Things had quieted down at RAINBOW headquarters in Hereford, England, to the point that both John Clark and Ding Chavez were starting to show the symptoms of restlessness. The training regimen was as demanding as ever, but nobody had ever drowned in sweat, and the tar­gets, paper and electronic were—well, if not as satisfying as a real human miscreant wasn’t the best way to put it, then maybe not as exciting was the right phrase. But the RAINBOW team members didn’t say that, even among them­selves, for fear of appearing bloodthirsty and unprofes­sional. To them the studied mental posture was that it was all the same. Practice was bloodless battle, and battle was bloody drill. And certainly by taking their training so seri­ously, they were still holding a very fine edge. Fine enough to shave the fuzz off a baby’s face.

The team had never gone public, at least not per se. But the word had leaked out somehow. Not in Washington, and not in London, but somewhere on the continent, the word had gotten out that NATO now had a very special and very capable counterterrorist team that had raped and pillaged its way through several high-profile missions, and only once taken any lumps, at the hands of Irish terrorists who had, however, paid a bitter price for their misjudgment. The European papers called them the “Men of Black” for their assault uniforms, and in their relative ignorance the European newsies had somehow made RAINBOW even more fierce than reality justified.
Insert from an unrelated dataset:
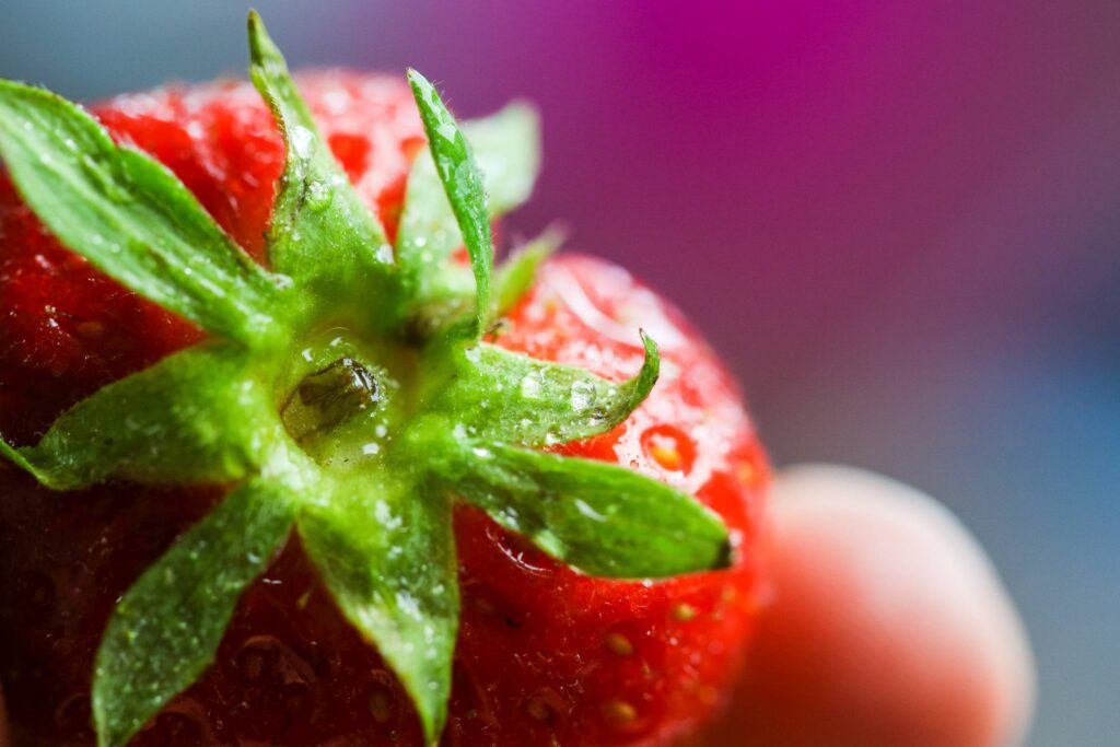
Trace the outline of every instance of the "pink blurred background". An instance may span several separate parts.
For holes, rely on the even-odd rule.
[[[1120,2],[256,3],[296,64],[544,114],[513,220],[678,299],[780,464],[945,501],[1038,648],[1033,745],[1120,732]],[[244,3],[4,0],[0,76],[244,69]]]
Enough so that the team had de­ployed to the Netherlands for a mission seven months be­fore, a few weeks after the first news coverage had broken, and when the bad guys at the grammar school had found there were new folks in the neighborhood, they’d stumbled through a negotiating session with Dr. Paul Bellow and cut a deal before hostilities had to be initiated, which was pleasing for everyone. The idea of a shoot-out in a school full of kids hadn’t even appealed to the Men of Black.